Sunday, November 05, 2006
This “novel” I’m writing is awful. It’s myopic, navel gazing, cheap therapy, filled with clichés and excessive adverbs. But another “light bulb” from the world of counseling clicked on tonight.
It’s not about content, it’s about process. What I mean by that is, when someone says something absurd, like vampires are chasing after them, a content response would be to argue the facts. “Vampires are not chasing you.” “Are too.” “Are not.” “Are too.” Doesn’t get you very far.
But a process response addresses the feeling behind the statement.
“It must feel really frightening and unsafe to experience that.” Hopefully, that’ll get your foot in the door.
So even though this novel has pointless drivel for content, tonight I discovered that the process is spectacular. The sensory experience of banging out 1,700 words a day, the sound of the keyboard, the feel of the keys, the rhythmic movement of my hands, the thoughts flowing from my head to my hands to the screen - it feels good and right and healing.
Friday, November 03, 2006
Yesterday I went to the nursing home to visit a client. On my way out, I was feeling a little preoccupied, so I decided to stop in the chapel.
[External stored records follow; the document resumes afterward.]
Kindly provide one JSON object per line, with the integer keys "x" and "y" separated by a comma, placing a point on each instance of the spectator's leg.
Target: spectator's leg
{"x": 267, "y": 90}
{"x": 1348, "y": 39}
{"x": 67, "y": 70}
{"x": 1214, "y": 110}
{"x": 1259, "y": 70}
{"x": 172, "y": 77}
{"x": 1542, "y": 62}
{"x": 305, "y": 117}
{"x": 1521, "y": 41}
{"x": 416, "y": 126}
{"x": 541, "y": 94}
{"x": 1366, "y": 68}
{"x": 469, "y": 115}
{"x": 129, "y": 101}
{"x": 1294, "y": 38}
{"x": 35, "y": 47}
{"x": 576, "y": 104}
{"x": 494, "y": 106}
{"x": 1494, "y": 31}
I got about 7 feet from the doors and they both swung wide open.
For several seconds I literally looked right, left, up, & down thinking “God?” Then it occurred to me that they had a speedier version of the automatic door openers you usually see, so residents in wheelchairs would have easy access to the chapel.
My reaction was probably pretty funny to anyone watching. I couldn’t see what opened the door. But seriously, do the doors of all our churches swing open to welcome people so freely? What if what we really need to see is what keeps the door from opening?
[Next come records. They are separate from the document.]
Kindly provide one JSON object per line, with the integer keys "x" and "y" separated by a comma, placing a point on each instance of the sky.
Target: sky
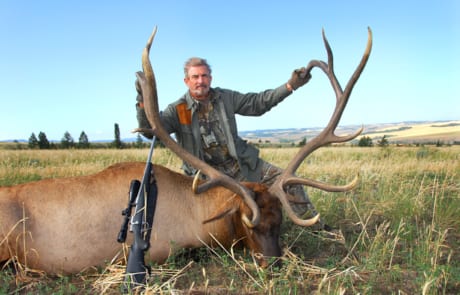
{"x": 68, "y": 66}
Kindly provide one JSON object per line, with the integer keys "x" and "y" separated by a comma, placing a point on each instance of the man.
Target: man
{"x": 203, "y": 121}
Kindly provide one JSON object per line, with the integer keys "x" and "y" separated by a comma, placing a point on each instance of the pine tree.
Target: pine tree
{"x": 83, "y": 142}
{"x": 67, "y": 141}
{"x": 33, "y": 141}
{"x": 117, "y": 142}
{"x": 43, "y": 142}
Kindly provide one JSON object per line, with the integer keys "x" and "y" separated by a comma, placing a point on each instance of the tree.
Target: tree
{"x": 83, "y": 142}
{"x": 383, "y": 142}
{"x": 33, "y": 141}
{"x": 117, "y": 142}
{"x": 67, "y": 141}
{"x": 43, "y": 142}
{"x": 365, "y": 141}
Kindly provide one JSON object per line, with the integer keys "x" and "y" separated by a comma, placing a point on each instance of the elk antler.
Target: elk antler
{"x": 326, "y": 136}
{"x": 215, "y": 177}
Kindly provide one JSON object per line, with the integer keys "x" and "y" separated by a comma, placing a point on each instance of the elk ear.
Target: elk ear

Wednesday, November 01, 2006
The short answer is that both fields are about communication and I’m all about communication. The neat thing I’ve discovered is that each field informs the other. Just as I consider the “felt needs” of my readers when I write, I have learned to address the felt needs of those I counsel. The issues they consider important might not be the ones I’d choose to address. However, it builds trust quicker and the relationship becomes more effective. In the same way that I listen attentively to my clients, I must also “listen” to my readers. Writing isn’t just about me sharing for my own benefit. My goal is to create interactive relationships, to participate meaningfully in the lives of my readers.
I was just thinking about a client who doesn’t believe she has anything useful or meaningful to contribute to those around her. She blocked any attempt to brainstorm volunteer opportunities because she doesn’t buy the premise that she is capable of helping someone. The writing phrase “show, don’t tell” occurred to me. She she’s not going to hear me tell her what her strengths are, she needs someone to show her.
There have been times I’ve felt torn between my two passions. Now I’m seeing how they can coexist and strengthen each other. Kinda cool.